12.どんなに長い夜も、必ず明ける。
The night is long
that never finds the day.
微笑みながら、チイが私をうながした。
「さあ、あいちゃん。答えてください。謎の暗号文の真意を――」
「うん。やってみるよ。
まず、最後の文章、
UYAOD UKN SAYUKNU
の意味は、
ariel and miranda.
つまり、『アリエルとミランダ』という意味ね」
「なるほど。では、文章の全体の意味はどうなりますか?」
「はいはい、まかせといて。
POOR SO PEEK.
ASTEYMUKM SOPPULO ME
UYAOD UKN SAYUKNU.
で、最後の文章が、ariel and miranda、だから、これまでに分かっている置き換え文字で修正すると、
PeeR me Poon.
imTorManM mePPaLe Mo
ariel and miranda.
となりますね」
ここで私は一息入れてから、またチャットを打ち込んだ。
「第二文の先頭の単語、imTorManM、はもう決まりだね。
important(重要な)で間違いない――。
となると、Mはtに置き換えられるから、第二文の三番目の単語、Mo、はto になっちゃうね。
つまり、第二文は
important mePPaLe to
ariel and miranda.
になっていて、これまで判明した文字の置き換えが、
O → e
E → o
U → a
A → i
I → おそらく u
K → n
N → d
Y → r
D → l
S → m
T → p
M → t
となって、あと分からないのが、P、R,Lの3文字だけど、
mePPaLe が、message (伝言)
であるのは、間違いないから、
P → s
L → g
も確定!」
「はい、そうだと思います。
残りの謎は、第一文の、PeeR me Poon、が置き換わった、
seeR me soon
だけです。
では、まだ確定していない単語、seeRの意味はなんでしょうか?」
「ええと――、候補として、seed, seek, seem, seen, seep, seer が検索できたけど、意味を考えれば、筋が通るのは、seek、だけかな?」
「ですね。つまり、この暗号文の意味は、
Seek me soon.
Important message to
Ariel and Miranda.
ということです!」
「つまり……?」
「ええと、
今すぐ、私を見つけてください。
アリエルとミランダへの重要なメッセージ、
となります」
「わーい、やったね。
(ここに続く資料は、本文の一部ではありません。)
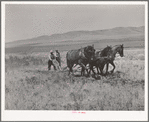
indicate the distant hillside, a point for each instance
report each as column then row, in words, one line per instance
column 77, row 38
謎が解けちゃった! やっぱ、うちらってすごいよねえ。
ところでさ……、『私』って、誰のこと?」
「うーん。また新しい謎ができちゃいましたね」
私が分からずに訊ねると、頼みのチイも、腕組みをしながら、考え込んでしまった。
「思うに、『私』って人は、このお屋敷のどこかに閉じ込められていて、私を見つけ出してください。そうすれば、悪い男爵をやっつける秘策を伝授しますよ、的なことを提供してくれる、丸秘隠れキャラじゃないかなあ」
「なるほど。そんな気もしますね。
でも、どこにいるんでしょうね。その救世主さん?」
「地下牢――で間違いなし!」
「らせん階段の上はどうですか……?」
「うん。それもあり得る。チイちゃん、さすがだね」
「結局、どこなんでしょう」
「うん。ちんぷんかんぷん」
私たちは、しばらく途方に暮れていた。
「とにかく、この『私』さんを見つけ出さないと、にっくき男爵をやっつけることはできないんだよね。困ったなあ」
私がぽつりとつぶやくと、突然、チイが大声を上げた。